The magnetic powder was disposed into a mold having an inner diameter of 10 mm and an outer diameter of 14 mm, molded at an increased pressure of 1 GPa, and then heat-treated in an Ar atmosphere at 600° C. for one hour to provide a toroidal molded product. The molded product was wound with a copper wire by 50 turns on the primary side and 50 turns on the secondary side to provide an evaluation sample. The evaluation sample was evaluated for W10/1000 (iron loss at 1000 Hz and 1 T) using a B—H analyzer (SY-8218, available from Iwatsu Electric Co., Ltd.).

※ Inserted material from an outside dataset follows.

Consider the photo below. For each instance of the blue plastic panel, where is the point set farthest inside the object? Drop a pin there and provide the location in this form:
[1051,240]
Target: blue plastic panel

(1-2) Coating Thickness and Atomic Concentrations

The coating thickness and atomic concentrations of the coated magnetic material were measured as follows. First, the provided coated magnetic material was molded into a φ10-mm disk and heated in an Ar atmosphere at 600° C. for one hour to provide a molded product. The molded product was embedded in EpoxiCure resin and then processed by ion milling, from which a sample was taken out by a microsampling method and then sectioned by focused ion beam (FIB). The respective values of the resulting sample were estimated using a scanning transmission electron microscope (STEM; available from JEOL; acceleration voltage 200 kV) and an energy dispersive X-ray analyzer (EDX; available from JEOL). To determine the atomic concentrations in the coating, a line scan was performed in steps of 0.24 nm from the exterior to the interior of the coated magnetic material to observe continuous changes in the atomic concentrations of the constituent elements, thereby determining a region where the atomic concentration of phosphorus (P) was at least 1 atom %. Here, because a lot of carbon (C) from the resin used to provide the cross-sectional sample might be detected in some measurement points, the atomic concentrations were calculated based on the total elements, excluding C.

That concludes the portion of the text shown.